Nigel Payne's Blog
Nigel Payne, Thursday, 07 July 2011
Nigel Payne is managing director of Assurant Intermediary
So the banks lost their case on PPI mis-selling and are now setting aside billions of pounds for potential claims. Lloyds has set aside £3.2bn and Barclays £1bn. Even the Nationwide has set aside a relatively small £16m.
What this has done is started to open up opportunities for brokers to sell income protection or mortgage protection to clients who are no longer covered. Let’s be clear, not all PPI was mis-sold. Most of the regulatory focus was around products sold with credit cards and loans and not mortgages or straight income protection. However these products seem to have been swept up in the tsunami of claims.
The reality remains that a lot of clients still need some form of insurance protection should they have an accident, become sick or be made redundant. Protection products have changed in the last couple of years and brokers can sell and advise on these products with confidence.
The Consumer Insurance (Disclosure and Representations) Bill introduced by the government this month will radically change the relationship between consumers and insurance providers, and could result in the end of underwriting at point of claim for payment protection insurance (PPI).
The bill shifts the emphasis away from a consumer’s duty to disclose all necessary information, to a requirement for insurers to ask particular questions and obtain specific information about their customers, before they issue an insurance policy. This shift in responsibility may result in a reduction in any arbitrary or subjective repudiations based on unintentional non-disclosure.
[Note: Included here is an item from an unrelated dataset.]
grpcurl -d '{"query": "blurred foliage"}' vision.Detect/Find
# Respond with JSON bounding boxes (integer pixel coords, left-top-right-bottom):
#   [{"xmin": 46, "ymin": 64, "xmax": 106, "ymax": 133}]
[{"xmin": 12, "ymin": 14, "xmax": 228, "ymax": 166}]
At Assurant Intermediary we’ve been one step ahead of the curve on this shift from underwriting at point of claim to the point of sale. I’m glad to say we were among the first to move all our MPPI and Income Protection policies to being underwritten at the point of sale, giving clarity and confidence to brokers and their clients that all valid claims will be paid.
So the banks will proactively contact customers offering some form of refund and most customers are likely to take what they are offered. Critically that leaves them without the cover that many will need and they may be more willing to listen to advice on such a product. Not only that but they may need advice on what to do with a PPI refund that could run into thousands of pounds. Sounds like an opportunity to me!